# Kindle Fire - Won't save last page read for pdf [SOLVED]



## jralexander137 (Jan 23, 2013)

As the title says my Kindle won't save the last page read for the pdf I'm reading. The thing is that any other pdf I read will save the last page read. Any thoughts on why this is and what I can do to fix it?

Let me know if any additional info is needed! Thanks in advance!


----------



## Ann in Arlington (Oct 27, 2008)

Do you mean that you stop reading and when you pick up the same device again it's not where you left off?  That is, I would say, non standard behavior. . . but I don't do much with PDFs, honestly.

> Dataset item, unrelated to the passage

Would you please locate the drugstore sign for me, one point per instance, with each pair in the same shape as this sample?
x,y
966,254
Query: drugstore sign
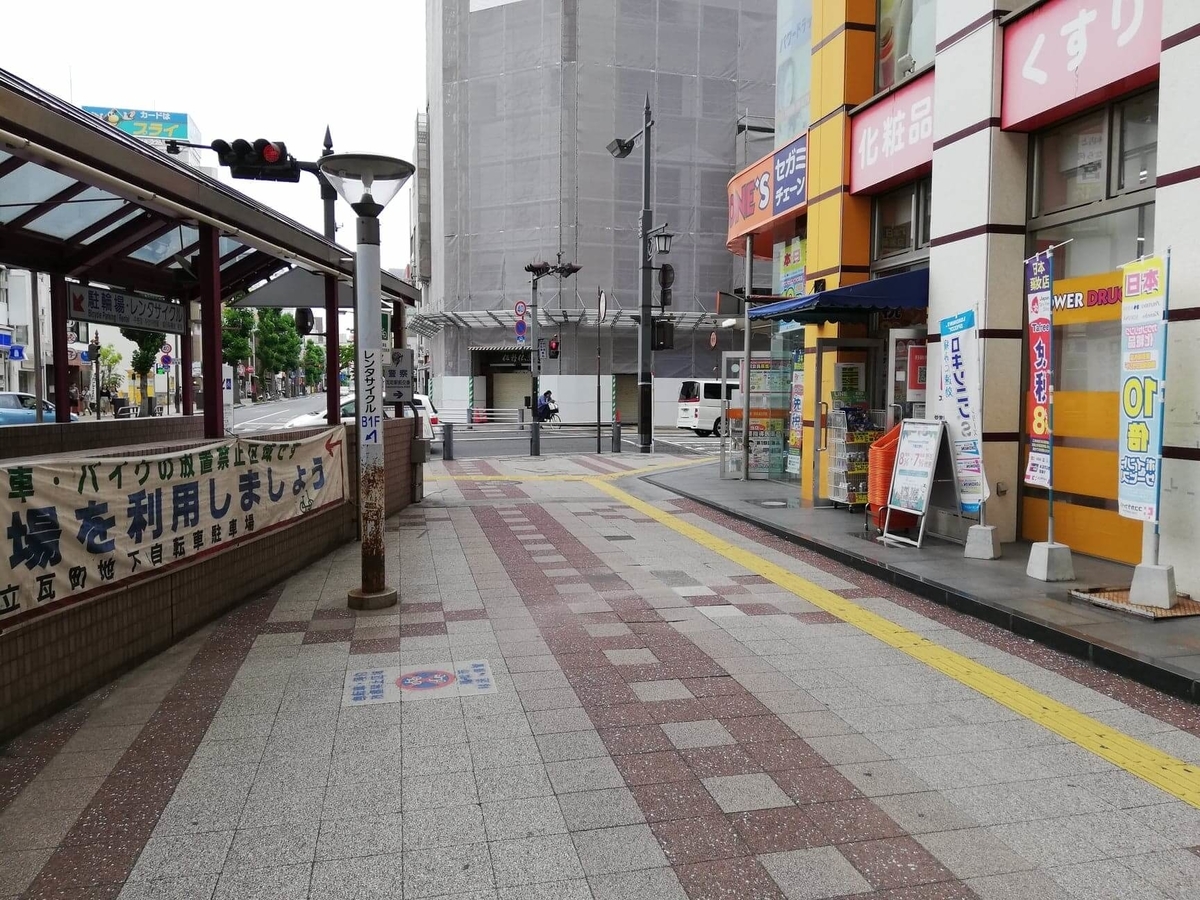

OR, do you mean that you stop reading and want to pick it up on a different device and it's not where you left off?  THAT, on the other hand, IS normal behavior. Amazon's syncing won't work with PDF files.  It will only work with non Amazon purchases if they're sent/converted and archived at Amazon.


----------



## jralexander137 (Jan 23, 2013)

Same device. The pdfs are stored locally and not on the cloud. I use Calibre to transfer items. Not sure why it works for all the others except this one....


----------



## jralexander137 (Jan 23, 2013)

Problem solved. Apparently you can't transfer anything larger than 50MB to your kindle and have it work properly. The pdf was 280MB. I can still transfer it using Calibre but not using amazons proprietary system. What a crappy design!


----------



## Ann in Arlington (Oct 27, 2008)

jralexander137 said:


> Problem solved. Apparently you can't transfer anything larger than 50MB to your kindle and have it work properly. The pdf was 280MB. I can still transfer it using Calibre but not using amazons proprietary system. What a crappy design!


Well, Amazon makes no bones about the fact that their product is designed to help people purchase stuff FROM Amazon. I completely understand that they don't really want to use THEIR resources to help people get things on the device that come from elsewhere, hence the file size conversion limit. 

There are lots of ways around it, however, for those that need to do so.


----------